The city is also working with Western Arkansas Planning and Development District on a Business Retention and Expansion (BRE) program for the city.
“We need to organize, outreach and communicate to see what they need from us, to learn how we can help them stay and expand,” Hurst said. “Last year we couldn’t really go into the businesses as much as we wanted, but we hope to be doing more of this. To see if there is a way we can help.”
PARKS AND REC GOALS
The city also will seek ways to improve even more on parks and recreation. The city, with help from Crawford County, was able to complete the Colley Park Trails in the northwest part of the city off of Dora Road. And the city will continue to apply for grants to invest in parks and recreation in the city, Hurst said.
“We had an amazing outpouring of support from the community for our Christmas at the Parks last year. We hope to be able to add to that and make it even better this year,” Hurst said.
The first annual Van Buren Christmas at the Parks featured thousands of twinkling lights bringing the city’s historic downtown to life with more than 11 displays setting the scene for the perfect holiday photos. The displays started at the Crawford County Courthouse and continued to Freedom Park, which boasted a 30-foot Christmas tree topped with a six-foot star and Santa’s sleigh. Visitors could also experience the winter wonderland at Dr. Louis Peer Memorial Park that featured a 60 foot lighted tunnel with over 14,000 pixel lights and over 25 lighted displays synched to Christmas music.
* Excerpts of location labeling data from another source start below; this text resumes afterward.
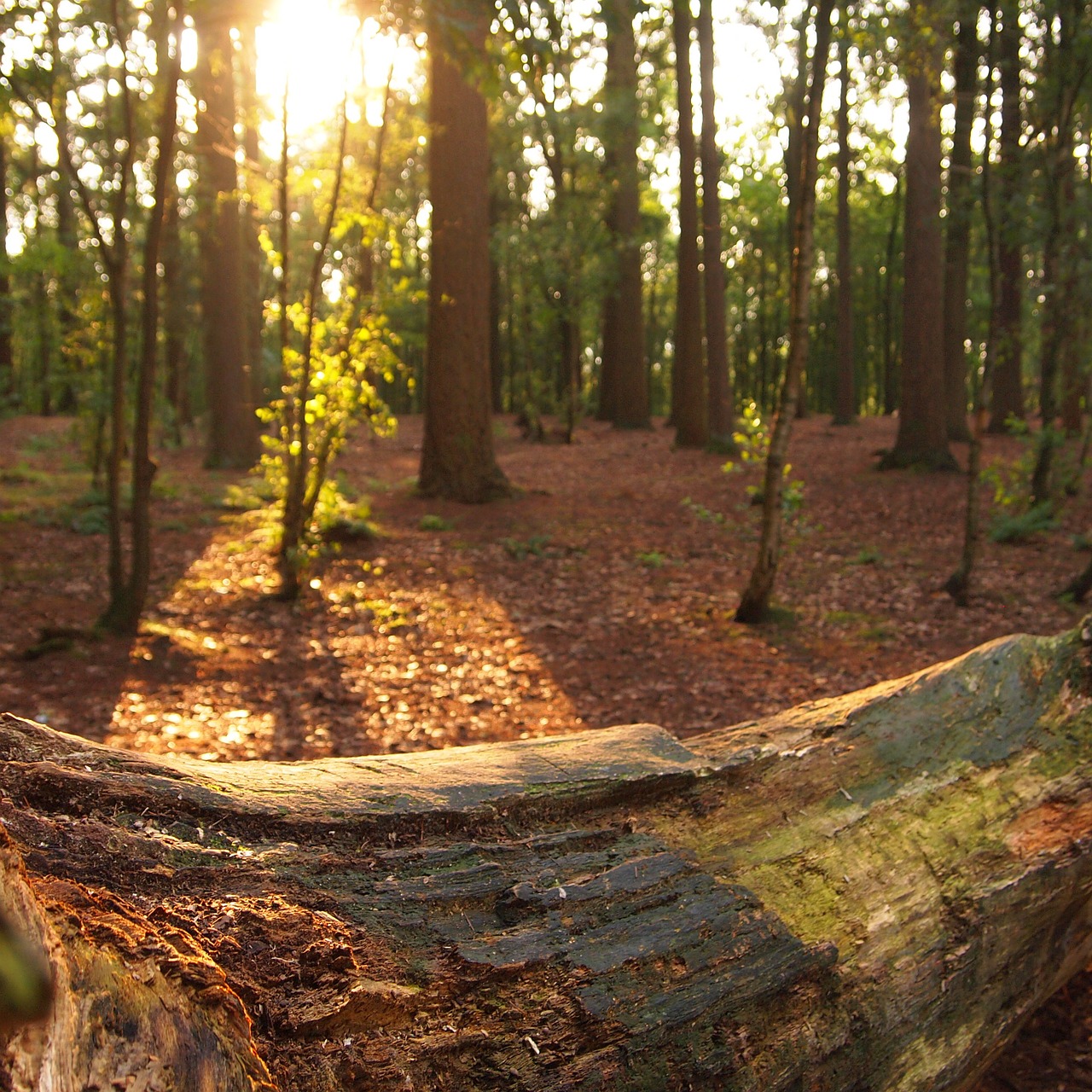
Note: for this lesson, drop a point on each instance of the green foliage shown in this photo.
(752, 439)
(535, 546)
(867, 555)
(706, 514)
(429, 522)
(1018, 526)
(348, 351)
(253, 492)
But mostly for 2021, Hurst hopes to get things back to normal. City plans call for a conservative budget for the year, and Hurst is “cautiously optimistic” for the year to progress smoothly, he said. The 2021 budget projects $15.195 million in revenue and $15.159 million in expenditures.
“It has been an extraordinary couple of years for my first term as mayor, but I have had a lot of community support,” Hurst said. “I am looking forward to more normal days and moving forward with our plans for the city. I’m just thankful to get to be a part of it.”